The doctor said something inaudible, the nurse and Olivia responded, their words completely lost from the buzzing in my head. Then the sweet scent of lavender cocooned me, followed by a warm puff of air against my cheek.
“You’re safe, Jane. I promise,” Bunny whispered against my ear. Her soothing voice, a subterfuge of comfort and hope, washed over me like a hot, summer rain with the expectation of a powerful, destructive thunderstorm to follow.
As I began to surrender to the mind-numbing drug the doctor had given me, Bunny’s gentle, calming voice mingled with my would-be killer’s familiar, hate-filled eyes. In the dark, foggy recesses of my mind, they coagulated, then congealed. Bunny was wrong. I would never be safe.
I was supposed to be dead.
Chapter 9
Rachel made her way down the second floor hallway of Dixon Medical Center carrying a bag filled with sandwiches they’d bought from a local deli. She’d brought her brother his favorite, and while the tangy aroma of his corned beef Rueben mixed with the pungent odor of antiseptics, her stomach still growled. A reminder she’d skipped breakfast this morning.
“Hungry?” Owen asked as he fell into step beside her.
She absently touched her stomach. “Starved.”
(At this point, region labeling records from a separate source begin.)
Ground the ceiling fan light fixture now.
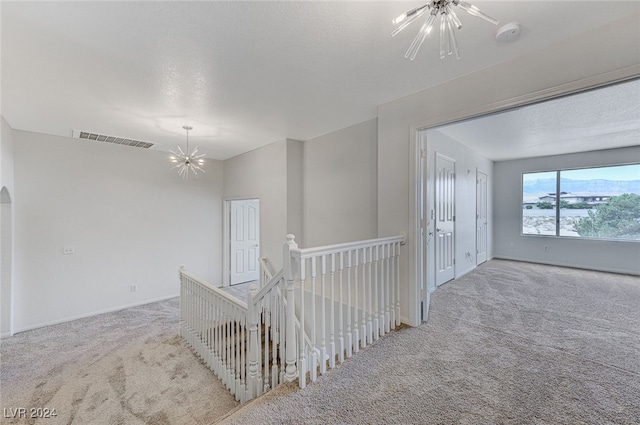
[169,125,206,179]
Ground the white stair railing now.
[180,235,404,402]
[180,267,248,402]
[284,235,404,388]
[259,257,276,288]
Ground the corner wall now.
[14,131,222,331]
[427,129,494,291]
[0,116,15,338]
[494,146,640,275]
[304,118,378,247]
[224,139,304,270]
[378,14,640,326]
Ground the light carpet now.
[0,298,239,425]
[223,260,640,424]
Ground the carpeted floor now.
[0,260,640,424]
[0,298,239,425]
[223,260,640,424]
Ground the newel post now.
[247,285,260,400]
[282,234,302,382]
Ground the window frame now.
[520,162,640,243]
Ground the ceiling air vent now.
[72,130,153,149]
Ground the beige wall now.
[494,146,640,275]
[304,119,378,246]
[378,15,640,325]
[14,131,222,331]
[224,139,304,270]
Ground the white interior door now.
[229,199,260,285]
[435,153,456,286]
[476,170,487,264]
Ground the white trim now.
[487,255,640,276]
[14,293,180,335]
[403,65,640,326]
[408,125,422,326]
[222,196,262,288]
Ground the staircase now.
[180,235,404,402]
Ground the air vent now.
[72,130,153,149]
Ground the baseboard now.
[493,255,640,276]
[11,293,180,338]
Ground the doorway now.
[0,187,13,337]
[225,199,260,285]
[434,153,456,286]
[476,169,487,265]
“You should have had Joy’s blueberry pancakes. I swear they’re like crack. I couldn’t get enough of them.”
Half laughing, she stopped at Sean’s hospital room. “Crack, you say? Interesting. Omelets are on the menu for tomorrow morning. If there’s any mushrooms in them, you might want to think twice. Otherwise you could end up on a trip down the rabbit hole.”
He chuckled, then motioned toward the door. “After you.”
Ignoring the tingle in her belly that had nothing to do with her need to eat something, she glanced away from him, from his sexy smile and entered Sean’s room. Then froze. “Oh my God.” She rushed to the bed. The linens had been torn away. Fluids of some sort soaked the remaining sheets, while sensors that had been attached to her brother dangled from the machine in the corner like limp spaghetti noodles. The chair she’d sat on during her last visit rested haphazardly on its side as if it had been kicked out of the way.
Panic weakened her knees, yet her instincts, her love for Sean, forced her feet to move. She rushed back to the doorway where Owen stood. “Something’s wrong. Something’s very wrong.” That earlier tingling in her belly morphed into a spasm of dread. The room was a mess, her brother was missing. Now that she thought about it, she hadn’t seen his doctor, let alone any nurses. Terror clenched her by the throat. She rushed past Owen.